Perrengue Mato Grosso

O Tribunal do Júri de Sinop condenou Edgar Ricardo de Oliveira a 136 anos, 3 meses e 20 dias de prisão em regime fechado. Edgar foi considerado culpado pelo assassinato de sete pessoas em um bar de Sinop, crime que ocorreu em fevereiro de 2023. Além disso, a Justiça determinou que ele pague R$ 200 mil em indenizações, valor a ser dividido entre as famílias das vítimas.

Julgamento e sentença

O julgamento, que teve início às 8h40 e se estendeu até às 21h22, foi presidido pela juíza Rosângela Zacarkim dos Santos. Ao longo do processo, o júri analisou vídeos das câmeras de segurança, depoimentos de testemunhas e o próprio relato de Edgar. Ele, no entanto, não demonstrou arrependimento pelos assassinatos. Dessa maneira, o promotor de Justiça enfatizou a frieza e a indiferença do réu, o que contribuiu para a decisão final. Mesmo com as tentativas da defesa de minimizar sua responsabilidade, o tribunal manteve a condenação sem alterações.

Chacina motivada por derrota em partidas de sinuca

Edgar cometeu os assassinatos após perder uma série de partidas de sinuca em um bar. Sentindo-se humilhado pelas pessoas presentes, ele decidiu sair do local, mas logo retornou armado e acompanhado de Ezequias Souza Ribeiro. Juntos, os dois abriram fogo contra os presentes, matando sete pessoas, incluindo o dono do estabelecimento, Maciel Bruno, com quem Edgar já havia tido desavenças anteriores.

As investigações indicaram que Edgar premeditou os assassinatos. Após perder as partidas, ele se sentiu provocado e, motivado pelo desejo de vingança, voltou ao bar determinado a matar. O delegado Wilson Cândido de Souza destacou que Edgar agiu com frieza, planejando detalhadamente os homicídios e não demonstrando qualquer remorso após os crimes.

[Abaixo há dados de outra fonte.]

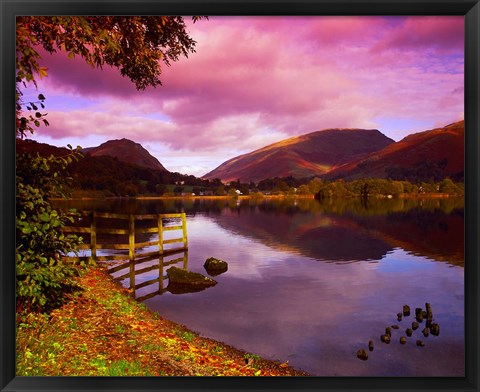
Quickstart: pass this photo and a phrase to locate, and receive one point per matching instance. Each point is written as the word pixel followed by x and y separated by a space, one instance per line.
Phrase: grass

Provas e depoimentos reforçam a condenação

Durante o julgamento, o promotor de Justiça apresentou vídeos das câmeras de segurança que mostraram o exato momento dos disparos. As imagens revelaram que Edgar atirou a curta distância, sem dar qualquer chance de defesa às vítimas. Além disso, em seu depoimento, Edgar demonstrou total indiferença, ao declarar que “ninguém morre de graça”. Essa fala, segundo o promotor, reforçou a brutalidade e frieza do réu.

A defesa de Edgar tentou, sem sucesso, argumentar que o comparsa Ezequias Souza Ribeiro, morto em confronto com a polícia, teria maior responsabilidade pelos crimes. Além disso, o advogado tentou desqualificar a morte de uma das vítimas menores de 14 anos como agravante. No entanto, o júri rejeitou todos esses argumentos e manteve a condenação.

Com isso, Edgar Ricardo de Oliveira cumprirá sua pena de 136 anos de prisão em regime fechado, e também será obrigado a pagar as indenizações às famílias das vítimas, conforme decidido pelo Tribunal do Júri.